Friday, March 27, 2015

This Isn't Even Edible!

How about a recipe that is not plant based?  In fact, it isn't even edible.  My husband suggested that I should share a recipe that has saved us an incredible amount of money over the last five or more years. 

When I started making this soap, it seemed too good to be true.  Well, it has worked out very well for me.  It cleans the dirtiest of clothes.  If I am not sharing the soap with other people, one recipe of this lasts almost a year for this two person household. 

The recipe takes me about one hour of hands on work, from grating the soap bar, to packaging up several gallons of it.  Usually I only mix up a few gallons at a time, and leave the rest of it in the five gallon bucket. 

HOMEMADE LIQUID LAUNDRY DETERGENT

1 bar Fels Naptha laundry soap
1 cup washing soda
½ cup borax, (such as 20 Mule Borax)


Grate the bar of soap and add to saucepan filled with 4 cups of hot water.  Stir constantly over medium-low heat until soap is melted.

Fill a 5-gallon pail ½ full of hot water.  Add melted soap solution, washing soda, and borax.  Stir  
well until the powder is dissolved.

Fill bucket with more hot water, up to the four gallon mark.  Stir well, cover, and let sit 24 hours.  Do not stir the solution during this initial 24 hours.

After the 24 hours have passed, the solution will be gelled and very   Stir and break this gel up into the solution.  Fill a laundry jug or container half full of the detergent and top off the container with  water, leaving enough room to shake the mixture.  thick on the top, with a thin mixture underneath.

Shake the mixture well each time before adding to clothes washer.  Use ½ cup for top loaders and ¼ cup for front loaders. 

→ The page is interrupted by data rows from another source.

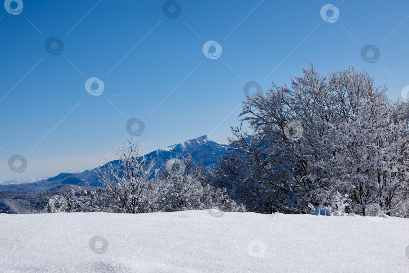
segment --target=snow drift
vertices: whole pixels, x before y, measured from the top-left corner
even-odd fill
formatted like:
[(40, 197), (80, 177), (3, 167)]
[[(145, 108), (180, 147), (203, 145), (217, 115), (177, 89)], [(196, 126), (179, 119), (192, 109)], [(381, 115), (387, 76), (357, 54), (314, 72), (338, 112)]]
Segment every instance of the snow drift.
[(0, 271), (407, 272), (409, 220), (215, 211), (0, 214)]

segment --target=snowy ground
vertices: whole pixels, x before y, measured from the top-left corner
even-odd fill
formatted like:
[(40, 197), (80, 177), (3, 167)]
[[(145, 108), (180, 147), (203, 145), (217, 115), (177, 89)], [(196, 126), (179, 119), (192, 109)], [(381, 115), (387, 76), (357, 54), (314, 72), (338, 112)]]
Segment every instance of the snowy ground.
[(408, 272), (408, 226), (399, 218), (206, 210), (3, 214), (0, 271)]

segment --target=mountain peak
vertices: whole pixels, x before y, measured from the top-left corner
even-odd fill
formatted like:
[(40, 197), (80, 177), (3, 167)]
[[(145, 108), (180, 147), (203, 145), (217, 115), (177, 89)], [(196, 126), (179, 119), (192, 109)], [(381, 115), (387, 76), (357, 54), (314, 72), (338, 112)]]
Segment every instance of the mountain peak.
[(205, 134), (205, 135), (196, 138), (194, 140), (195, 140), (197, 142), (197, 143), (205, 143), (205, 142), (209, 141), (209, 139), (208, 139), (207, 135)]

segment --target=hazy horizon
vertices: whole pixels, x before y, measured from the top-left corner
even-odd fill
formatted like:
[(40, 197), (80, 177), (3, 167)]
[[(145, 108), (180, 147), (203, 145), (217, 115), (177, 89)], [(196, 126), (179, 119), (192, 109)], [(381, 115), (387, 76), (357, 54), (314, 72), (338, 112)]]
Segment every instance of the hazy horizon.
[[(230, 126), (239, 125), (246, 90), (288, 83), (310, 61), (322, 74), (351, 65), (367, 69), (377, 84), (389, 85), (392, 100), (409, 85), (409, 3), (18, 0), (5, 6), (3, 182), (95, 166), (132, 130), (146, 151), (205, 134), (226, 144)], [(14, 155), (26, 160), (24, 171), (9, 167)]]

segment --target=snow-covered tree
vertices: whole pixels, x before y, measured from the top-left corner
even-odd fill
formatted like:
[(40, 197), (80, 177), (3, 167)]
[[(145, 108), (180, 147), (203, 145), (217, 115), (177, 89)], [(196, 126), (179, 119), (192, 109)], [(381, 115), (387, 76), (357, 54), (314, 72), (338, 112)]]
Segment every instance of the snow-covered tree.
[(395, 209), (407, 192), (407, 111), (367, 73), (321, 75), (312, 65), (302, 72), (290, 87), (273, 83), (244, 102), (219, 183), (259, 212), (322, 204), (365, 215), (373, 202)]

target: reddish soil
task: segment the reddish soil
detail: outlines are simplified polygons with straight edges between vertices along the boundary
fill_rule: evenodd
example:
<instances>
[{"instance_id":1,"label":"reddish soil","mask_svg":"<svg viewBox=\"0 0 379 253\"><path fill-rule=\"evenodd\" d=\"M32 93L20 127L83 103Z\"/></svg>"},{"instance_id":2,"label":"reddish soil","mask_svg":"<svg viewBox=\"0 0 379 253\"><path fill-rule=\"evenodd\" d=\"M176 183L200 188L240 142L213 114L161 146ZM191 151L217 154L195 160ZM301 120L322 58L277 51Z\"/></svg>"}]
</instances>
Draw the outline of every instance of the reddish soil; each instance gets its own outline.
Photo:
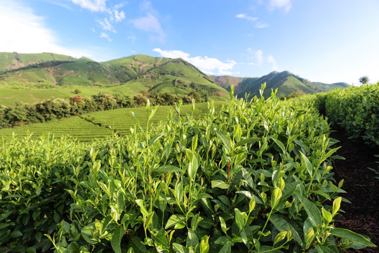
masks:
<instances>
[{"instance_id":1,"label":"reddish soil","mask_svg":"<svg viewBox=\"0 0 379 253\"><path fill-rule=\"evenodd\" d=\"M337 182L344 179L342 188L347 193L341 196L352 202L343 202L341 209L345 214L335 225L367 235L379 246L379 179L375 178L378 174L367 169L378 168L378 164L375 163L378 158L373 155L379 154L379 148L372 149L364 143L352 141L340 129L333 132L331 137L340 141L336 144L342 146L337 155L346 159L334 161L335 179ZM347 252L373 253L379 252L379 249L352 249Z\"/></svg>"}]
</instances>

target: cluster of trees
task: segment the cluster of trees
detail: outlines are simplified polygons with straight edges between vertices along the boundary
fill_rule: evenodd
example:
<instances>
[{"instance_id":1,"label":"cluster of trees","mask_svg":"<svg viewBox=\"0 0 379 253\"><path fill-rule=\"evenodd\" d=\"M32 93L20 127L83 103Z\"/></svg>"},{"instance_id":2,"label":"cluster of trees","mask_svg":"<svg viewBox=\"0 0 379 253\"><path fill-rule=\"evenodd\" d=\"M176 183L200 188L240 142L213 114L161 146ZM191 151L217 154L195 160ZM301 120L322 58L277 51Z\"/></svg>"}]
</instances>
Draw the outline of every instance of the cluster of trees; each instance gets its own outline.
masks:
<instances>
[{"instance_id":1,"label":"cluster of trees","mask_svg":"<svg viewBox=\"0 0 379 253\"><path fill-rule=\"evenodd\" d=\"M172 105L180 100L183 103L190 103L192 98L201 102L200 95L193 91L184 96L154 91L133 96L100 93L91 97L77 95L69 98L48 100L32 105L16 103L15 106L0 106L0 128L25 126L100 110L143 106L147 99L153 105Z\"/></svg>"}]
</instances>

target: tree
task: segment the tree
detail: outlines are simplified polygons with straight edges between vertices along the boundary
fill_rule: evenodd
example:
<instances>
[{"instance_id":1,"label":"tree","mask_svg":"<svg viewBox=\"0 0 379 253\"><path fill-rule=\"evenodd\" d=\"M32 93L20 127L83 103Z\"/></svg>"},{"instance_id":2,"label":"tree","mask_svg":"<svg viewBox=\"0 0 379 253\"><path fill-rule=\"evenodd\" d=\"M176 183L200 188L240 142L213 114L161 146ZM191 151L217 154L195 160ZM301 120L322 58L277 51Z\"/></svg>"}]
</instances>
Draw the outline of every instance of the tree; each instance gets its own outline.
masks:
<instances>
[{"instance_id":1,"label":"tree","mask_svg":"<svg viewBox=\"0 0 379 253\"><path fill-rule=\"evenodd\" d=\"M359 78L359 82L362 84L367 84L368 81L370 81L370 79L368 79L368 77L367 76L363 76L363 77L361 77L361 78Z\"/></svg>"}]
</instances>

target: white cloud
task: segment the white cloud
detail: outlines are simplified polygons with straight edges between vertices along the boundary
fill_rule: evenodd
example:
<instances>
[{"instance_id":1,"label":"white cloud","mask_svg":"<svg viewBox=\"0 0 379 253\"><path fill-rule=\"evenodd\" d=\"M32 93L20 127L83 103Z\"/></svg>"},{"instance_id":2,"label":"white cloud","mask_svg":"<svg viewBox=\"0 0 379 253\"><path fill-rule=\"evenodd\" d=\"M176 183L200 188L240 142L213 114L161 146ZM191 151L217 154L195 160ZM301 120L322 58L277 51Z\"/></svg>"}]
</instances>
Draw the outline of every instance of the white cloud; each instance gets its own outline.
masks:
<instances>
[{"instance_id":1,"label":"white cloud","mask_svg":"<svg viewBox=\"0 0 379 253\"><path fill-rule=\"evenodd\" d=\"M135 35L134 35L134 34L132 34L131 35L130 35L129 37L128 37L128 39L130 39L133 42L135 41L135 40L137 39L137 37L135 37Z\"/></svg>"},{"instance_id":2,"label":"white cloud","mask_svg":"<svg viewBox=\"0 0 379 253\"><path fill-rule=\"evenodd\" d=\"M107 40L109 42L112 41L112 39L109 37L109 35L108 34L106 34L105 32L102 32L100 37L107 39Z\"/></svg>"},{"instance_id":3,"label":"white cloud","mask_svg":"<svg viewBox=\"0 0 379 253\"><path fill-rule=\"evenodd\" d=\"M105 18L102 20L97 20L96 22L100 25L100 27L106 30L116 32L116 30L113 27L113 25L109 22L107 18Z\"/></svg>"},{"instance_id":4,"label":"white cloud","mask_svg":"<svg viewBox=\"0 0 379 253\"><path fill-rule=\"evenodd\" d=\"M246 20L250 21L250 22L257 21L258 20L258 18L256 18L256 17L249 17L246 13L237 14L237 15L236 15L236 18L244 19L244 20ZM262 23L262 22L255 22L255 28L265 28L265 27L267 27L269 25L267 24L265 24L265 23Z\"/></svg>"},{"instance_id":5,"label":"white cloud","mask_svg":"<svg viewBox=\"0 0 379 253\"><path fill-rule=\"evenodd\" d=\"M284 8L285 11L289 11L291 7L291 0L270 0L269 6L271 9Z\"/></svg>"},{"instance_id":6,"label":"white cloud","mask_svg":"<svg viewBox=\"0 0 379 253\"><path fill-rule=\"evenodd\" d=\"M91 12L99 12L107 13L108 17L102 19L98 19L96 22L100 27L106 30L116 32L116 30L112 23L117 23L125 19L125 13L119 11L119 8L124 7L125 4L119 4L113 6L112 8L107 6L107 0L71 0L72 3L79 5L82 8L88 9Z\"/></svg>"},{"instance_id":7,"label":"white cloud","mask_svg":"<svg viewBox=\"0 0 379 253\"><path fill-rule=\"evenodd\" d=\"M278 65L277 65L277 60L275 60L272 56L270 55L267 57L267 63L272 64L272 70L279 70Z\"/></svg>"},{"instance_id":8,"label":"white cloud","mask_svg":"<svg viewBox=\"0 0 379 253\"><path fill-rule=\"evenodd\" d=\"M263 63L263 52L262 50L257 50L255 51L255 60L257 60L257 65L260 65Z\"/></svg>"},{"instance_id":9,"label":"white cloud","mask_svg":"<svg viewBox=\"0 0 379 253\"><path fill-rule=\"evenodd\" d=\"M241 14L236 15L236 18L246 19L248 21L255 21L256 20L258 20L258 18L249 17L246 15L246 13L241 13Z\"/></svg>"},{"instance_id":10,"label":"white cloud","mask_svg":"<svg viewBox=\"0 0 379 253\"><path fill-rule=\"evenodd\" d=\"M268 24L266 24L266 23L261 23L261 22L258 22L256 24L255 24L255 27L256 28L266 28L266 27L268 27Z\"/></svg>"},{"instance_id":11,"label":"white cloud","mask_svg":"<svg viewBox=\"0 0 379 253\"><path fill-rule=\"evenodd\" d=\"M113 15L116 22L121 22L125 18L125 13L124 11L119 11L117 10L113 11Z\"/></svg>"},{"instance_id":12,"label":"white cloud","mask_svg":"<svg viewBox=\"0 0 379 253\"><path fill-rule=\"evenodd\" d=\"M86 8L92 12L107 11L107 0L72 0L72 3L79 5L83 8Z\"/></svg>"},{"instance_id":13,"label":"white cloud","mask_svg":"<svg viewBox=\"0 0 379 253\"><path fill-rule=\"evenodd\" d=\"M233 73L230 70L232 70L234 65L237 64L234 60L227 60L226 63L223 63L217 58L208 58L207 56L190 57L190 53L178 50L168 51L154 48L153 51L159 53L162 57L170 58L181 58L208 74L232 74ZM217 72L215 73L215 71L217 71Z\"/></svg>"},{"instance_id":14,"label":"white cloud","mask_svg":"<svg viewBox=\"0 0 379 253\"><path fill-rule=\"evenodd\" d=\"M131 22L135 27L142 30L145 32L152 32L153 35L150 39L157 39L160 42L164 42L165 34L159 20L155 15L151 13L147 13L146 17L138 18L131 20Z\"/></svg>"},{"instance_id":15,"label":"white cloud","mask_svg":"<svg viewBox=\"0 0 379 253\"><path fill-rule=\"evenodd\" d=\"M52 52L74 57L84 55L81 50L59 46L55 32L47 28L44 18L18 1L0 1L0 49L18 53Z\"/></svg>"}]
</instances>

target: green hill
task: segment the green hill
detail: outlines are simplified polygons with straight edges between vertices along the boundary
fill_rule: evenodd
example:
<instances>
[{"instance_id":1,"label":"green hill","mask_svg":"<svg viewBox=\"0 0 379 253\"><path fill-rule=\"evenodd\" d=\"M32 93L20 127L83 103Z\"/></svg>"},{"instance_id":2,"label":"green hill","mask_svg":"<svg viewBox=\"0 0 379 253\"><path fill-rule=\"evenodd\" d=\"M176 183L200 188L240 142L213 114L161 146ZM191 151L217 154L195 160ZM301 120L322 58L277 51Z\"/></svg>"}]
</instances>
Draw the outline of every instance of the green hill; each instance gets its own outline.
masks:
<instances>
[{"instance_id":1,"label":"green hill","mask_svg":"<svg viewBox=\"0 0 379 253\"><path fill-rule=\"evenodd\" d=\"M246 93L251 96L258 95L260 86L266 83L266 89L263 95L270 96L271 89L278 89L279 97L288 96L295 93L314 93L331 91L337 88L349 86L346 83L324 84L312 82L306 79L295 75L288 71L278 72L276 71L262 77L233 77L229 76L214 77L212 78L218 85L227 90L231 84L235 88L235 93L239 97L244 97Z\"/></svg>"},{"instance_id":2,"label":"green hill","mask_svg":"<svg viewBox=\"0 0 379 253\"><path fill-rule=\"evenodd\" d=\"M197 91L203 98L227 98L225 89L189 63L145 55L98 63L54 53L0 53L0 89L4 91L0 105L5 105L16 100L35 103L65 98L74 96L74 90L83 96L99 91L130 95ZM38 98L34 96L35 90Z\"/></svg>"}]
</instances>

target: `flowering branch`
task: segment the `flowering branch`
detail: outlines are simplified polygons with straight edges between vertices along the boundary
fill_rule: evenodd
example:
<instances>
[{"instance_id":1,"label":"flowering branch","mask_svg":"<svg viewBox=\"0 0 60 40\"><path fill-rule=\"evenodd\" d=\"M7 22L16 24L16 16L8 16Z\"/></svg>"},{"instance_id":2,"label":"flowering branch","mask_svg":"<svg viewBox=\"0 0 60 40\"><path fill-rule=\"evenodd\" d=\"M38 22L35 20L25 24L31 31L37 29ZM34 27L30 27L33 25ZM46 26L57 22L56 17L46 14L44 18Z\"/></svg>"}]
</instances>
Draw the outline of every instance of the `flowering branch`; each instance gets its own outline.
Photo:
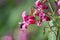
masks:
<instances>
[{"instance_id":1,"label":"flowering branch","mask_svg":"<svg viewBox=\"0 0 60 40\"><path fill-rule=\"evenodd\" d=\"M50 10L51 10L51 12L52 12L53 15L54 15L54 11L53 11L53 9L52 9L52 7L51 7L51 4L50 4L49 0L47 0L47 1L48 1L48 5L49 5L49 7L50 7Z\"/></svg>"}]
</instances>

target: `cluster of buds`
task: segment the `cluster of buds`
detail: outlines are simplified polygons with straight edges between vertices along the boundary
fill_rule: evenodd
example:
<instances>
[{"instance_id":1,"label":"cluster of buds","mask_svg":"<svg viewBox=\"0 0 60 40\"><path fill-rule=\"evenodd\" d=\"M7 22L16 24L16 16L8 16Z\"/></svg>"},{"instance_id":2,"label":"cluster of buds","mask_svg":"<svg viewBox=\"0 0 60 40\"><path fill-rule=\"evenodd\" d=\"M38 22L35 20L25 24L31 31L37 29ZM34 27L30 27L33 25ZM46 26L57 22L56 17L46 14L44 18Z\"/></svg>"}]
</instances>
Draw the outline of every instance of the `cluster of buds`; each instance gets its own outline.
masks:
<instances>
[{"instance_id":1,"label":"cluster of buds","mask_svg":"<svg viewBox=\"0 0 60 40\"><path fill-rule=\"evenodd\" d=\"M44 10L48 9L48 6L45 5L46 0L43 0L40 2L40 0L37 0L35 2L35 8L31 8L30 15L26 15L26 11L23 11L22 18L23 22L21 24L21 29L26 30L29 25L31 24L37 24L37 26L41 26L42 22L50 21L50 17L46 15ZM37 19L38 17L39 19Z\"/></svg>"},{"instance_id":2,"label":"cluster of buds","mask_svg":"<svg viewBox=\"0 0 60 40\"><path fill-rule=\"evenodd\" d=\"M60 0L58 0L57 5L60 7ZM58 9L58 15L60 15L60 9Z\"/></svg>"}]
</instances>

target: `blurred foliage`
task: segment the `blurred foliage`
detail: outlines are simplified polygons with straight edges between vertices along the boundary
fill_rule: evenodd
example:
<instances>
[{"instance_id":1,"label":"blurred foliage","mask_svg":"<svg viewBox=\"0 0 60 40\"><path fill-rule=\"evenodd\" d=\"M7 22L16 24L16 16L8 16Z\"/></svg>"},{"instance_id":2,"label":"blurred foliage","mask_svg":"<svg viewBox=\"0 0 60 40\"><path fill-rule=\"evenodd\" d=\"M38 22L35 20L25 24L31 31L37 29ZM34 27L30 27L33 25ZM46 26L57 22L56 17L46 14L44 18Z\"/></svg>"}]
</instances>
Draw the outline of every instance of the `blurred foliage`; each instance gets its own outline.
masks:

NOTES:  The Fels Naptha can be located by city on the Dial Corporation website.  I was able to find it in the Tulsa area.  If it cannot be found, regular Ivory bath bar can be used instead.  I have used it, and it was fine.  I found the washing soda in a Tulsa area grocery store, under the label of Arm and Hammer Super Washing Soda.  It is not the same as baking soda.  The 20 Mule Borax seems to be available in most all grocery stores. 
Warning:  In the five years I have used this soap, in one laundry load, I had some color come out of a blouse.  I had purchased a low water use washing machine, (which I hate by the way), and realized that so little water was used, that the laundry soap had not been rinsed out correctly.  Now I make sure the laundry soap is diluted just a bit more, and have not had that trouble again.  Please be careful!  Saving money on soap, only to lose a piece of clothing, is a bummer. 

I tried to figure out cost of the final product-  It costs less than $2 to mix up a batch, which equals 10 gallons of detergent, which equals 3,200 loads of laundry.  If my math is correct, that is  less than 1 cent, (.000625)  per load.   Wowzer, I had no idea it was THAT low!
What you need to begin.
Grate the bar of soap.

Melt it.
Mix solution with water.
After 24 hours it is a gel.
After mixing well, funnel into old one gallon containers.

Final product!  You just saved yourself a lot of money.